Cant find a graphic you need and would rather not pay for one, only to find out you have to rework it to make it work.
Well here is a quick rescue.
http://www.fontspace.com has many many free fonts, many of which are dingbat style (graphics). I was amazed at one that i downloaded,
In ink-scape i converted a corner graphic to a path and it had 3900 vertex! Now that's a lot of detail.
you can use ink-scape or gimp to do this project, but I'm using gimp as its simpler and easier to understand for most people,
and does a very good job at this.
This project will teach you how to use a font (a dingbat style) to produce graphics for a CNC machine project.
Step 1: Use Free Software
You might want to download and install 'corners2' and 'roses roses' from http://www.fontspace.com if you intend to follow along exactly.
or just use the fonts already on your computer.
open a new page, I'm using gimp ( a free open source program)
size the page the size you want the graphic to be, in my case its 5'x 5"
on the first layer decide if black or white will be the base or lowest cut your machine makes, and bucket fill that color
I'm doing black as the lowest cut.
Step 2: Borders
make a new transparent layer (border layer)
this will be for the corner decorations
select the font and character that has your selected design, in my case i used corners2, a free font i found @http://www.fontspace.com
place the first corner pretty much where you need it, I set the size to 2.25" before i placed it.
copy it 3 time and place in the other corners, rotate them to correct orientation like i did.
next i merged the 4 text layers down to my border layer.
Step 3: Center
make a new layer (center graphics)
place your selected graphic, rotate and position if needed, i duplicated it and rotated mine 180 degrees
since I'm placing some more in art in the center, some initials
Step 4: Test Run
make another layer for each additional font graphic you add, in my case an Initial layer, since im adding
my wife's initials to the item. add the font character, move, rotate and align then merge down again.

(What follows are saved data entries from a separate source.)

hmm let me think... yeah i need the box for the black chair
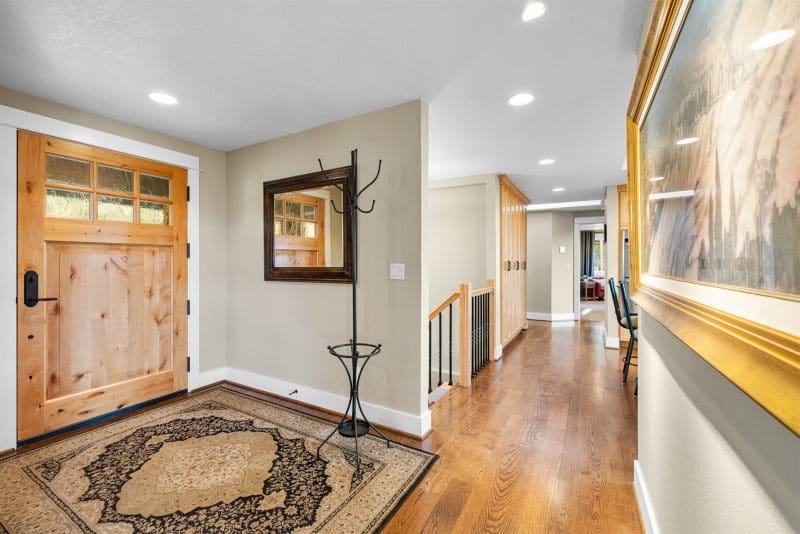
[607,278,637,384]
[617,280,638,387]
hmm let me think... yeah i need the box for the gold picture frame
[626,0,800,436]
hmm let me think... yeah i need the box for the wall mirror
[263,166,353,282]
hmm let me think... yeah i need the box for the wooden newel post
[487,279,495,361]
[459,282,472,387]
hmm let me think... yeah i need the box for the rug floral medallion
[0,388,436,533]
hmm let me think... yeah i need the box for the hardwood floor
[6,315,640,533]
[384,317,641,533]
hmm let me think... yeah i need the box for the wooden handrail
[429,292,459,321]
[470,286,494,297]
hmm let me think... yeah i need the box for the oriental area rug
[0,387,436,533]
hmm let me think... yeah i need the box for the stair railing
[428,279,495,397]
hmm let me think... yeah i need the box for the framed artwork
[627,0,800,435]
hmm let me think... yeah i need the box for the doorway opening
[573,216,605,322]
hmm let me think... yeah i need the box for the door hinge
[187,243,190,258]
[187,357,191,372]
[187,300,191,315]
[186,185,190,201]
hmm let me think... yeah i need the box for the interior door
[274,192,326,267]
[17,132,188,442]
[500,184,512,345]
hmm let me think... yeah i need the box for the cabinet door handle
[505,260,511,271]
[515,261,520,270]
[522,261,527,270]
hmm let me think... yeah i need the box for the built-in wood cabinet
[499,175,530,347]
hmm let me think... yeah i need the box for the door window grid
[44,153,173,225]
[275,198,318,237]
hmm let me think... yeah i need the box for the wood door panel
[45,244,173,400]
[18,131,187,442]
[275,249,319,267]
[43,371,174,432]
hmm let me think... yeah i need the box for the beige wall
[225,100,428,416]
[0,87,228,372]
[637,311,799,533]
[550,211,575,315]
[427,174,501,365]
[526,212,553,314]
[604,186,620,344]
[527,209,605,318]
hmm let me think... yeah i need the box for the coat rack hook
[330,198,345,215]
[357,159,381,198]
[318,158,345,194]
[356,199,376,214]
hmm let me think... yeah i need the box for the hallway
[385,319,641,532]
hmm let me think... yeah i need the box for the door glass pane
[97,165,134,194]
[274,217,283,235]
[46,155,91,188]
[98,195,134,222]
[275,199,284,216]
[303,204,316,220]
[301,222,316,238]
[286,220,300,236]
[45,188,91,219]
[286,201,301,219]
[140,173,171,198]
[140,201,170,225]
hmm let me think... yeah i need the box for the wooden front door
[274,192,326,267]
[17,132,188,442]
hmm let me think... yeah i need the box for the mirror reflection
[273,186,344,268]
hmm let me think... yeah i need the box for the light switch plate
[390,263,405,280]
[559,246,566,254]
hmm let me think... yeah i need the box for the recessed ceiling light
[522,2,546,21]
[527,199,602,211]
[149,92,178,105]
[676,136,699,145]
[508,93,534,106]
[750,29,795,50]
[649,176,665,182]
[552,187,565,192]
[538,158,555,165]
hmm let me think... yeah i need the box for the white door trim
[0,104,201,451]
[573,216,605,319]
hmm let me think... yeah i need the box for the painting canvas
[640,0,800,297]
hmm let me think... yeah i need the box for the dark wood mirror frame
[263,166,353,283]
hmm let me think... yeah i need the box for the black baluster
[438,314,443,387]
[428,320,432,394]
[448,303,453,386]
[483,294,488,369]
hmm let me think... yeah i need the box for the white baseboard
[605,335,620,349]
[527,312,575,322]
[189,367,227,390]
[428,384,452,404]
[494,344,503,360]
[224,367,431,437]
[634,460,659,534]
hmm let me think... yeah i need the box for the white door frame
[0,105,201,451]
[573,216,606,319]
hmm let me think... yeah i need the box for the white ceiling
[0,0,648,204]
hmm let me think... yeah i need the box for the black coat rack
[315,149,391,477]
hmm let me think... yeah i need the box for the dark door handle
[522,261,527,270]
[24,271,58,308]
[515,261,520,270]
[505,260,511,271]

merge all layers down, save and test in your cam program to see if the results are favorable or need work.
you can see i use mesh cam and the edges are rough and will be nearly all vertical cuts, not acceptable for what i want.
Step 5: Fix Any Details
go back and try a Gaussian blur, on the whole picture, the setting is to taste, what i did is start low at 3, and went up till the sharp edge disappeared.

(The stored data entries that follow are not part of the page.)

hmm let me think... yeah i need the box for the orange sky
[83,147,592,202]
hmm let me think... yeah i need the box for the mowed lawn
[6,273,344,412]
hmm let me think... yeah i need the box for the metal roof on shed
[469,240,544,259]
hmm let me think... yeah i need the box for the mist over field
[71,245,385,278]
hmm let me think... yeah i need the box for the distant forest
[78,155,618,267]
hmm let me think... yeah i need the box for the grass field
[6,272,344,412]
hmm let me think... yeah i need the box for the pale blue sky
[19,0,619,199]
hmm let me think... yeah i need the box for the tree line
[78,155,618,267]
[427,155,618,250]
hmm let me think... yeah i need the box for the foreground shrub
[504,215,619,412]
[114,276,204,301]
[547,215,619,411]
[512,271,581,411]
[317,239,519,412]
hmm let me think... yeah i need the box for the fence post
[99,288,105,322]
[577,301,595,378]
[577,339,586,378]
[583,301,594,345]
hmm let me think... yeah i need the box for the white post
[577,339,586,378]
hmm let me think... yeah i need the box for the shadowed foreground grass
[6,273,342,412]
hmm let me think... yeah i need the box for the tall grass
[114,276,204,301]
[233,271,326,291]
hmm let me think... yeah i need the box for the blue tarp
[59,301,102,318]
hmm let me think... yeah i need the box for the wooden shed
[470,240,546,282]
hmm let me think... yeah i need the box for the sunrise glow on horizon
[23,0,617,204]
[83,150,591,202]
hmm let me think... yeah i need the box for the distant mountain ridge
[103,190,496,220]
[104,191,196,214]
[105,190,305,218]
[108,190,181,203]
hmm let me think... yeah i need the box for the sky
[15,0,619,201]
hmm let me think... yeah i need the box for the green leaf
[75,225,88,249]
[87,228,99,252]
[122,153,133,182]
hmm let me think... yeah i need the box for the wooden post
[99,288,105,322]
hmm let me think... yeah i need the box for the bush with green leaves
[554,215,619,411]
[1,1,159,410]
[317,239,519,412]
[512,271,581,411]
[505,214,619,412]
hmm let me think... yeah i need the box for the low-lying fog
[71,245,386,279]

save a copy and retry the cam program. mine worked for what i wanted, sloping edges and fairly smooth.
Step 6: Change of Mind
I changed my mind and wanted a little more depth, the leaves could be lower than the roses.
i recolored the leaves to a little darker shade to lower them on the relief, leaving the flowers higher.
To do this I simply unblured (undo) and unmerged (undo), recolored where needed, then merged again, and re-blurred.
Step 7: Finish and Cut
Use your cam program to set up the tools and paths and cut out a test piece to see if there is enough detail for what you require.
here are some additional pics of my machine working on this item and the finished piece
Before you ask, that piece of scrap has been cut once for a lith pane practice, and its called 'Ipe' (5x as dense as oak)
from South America,
i get my scrap from local factories and contractors.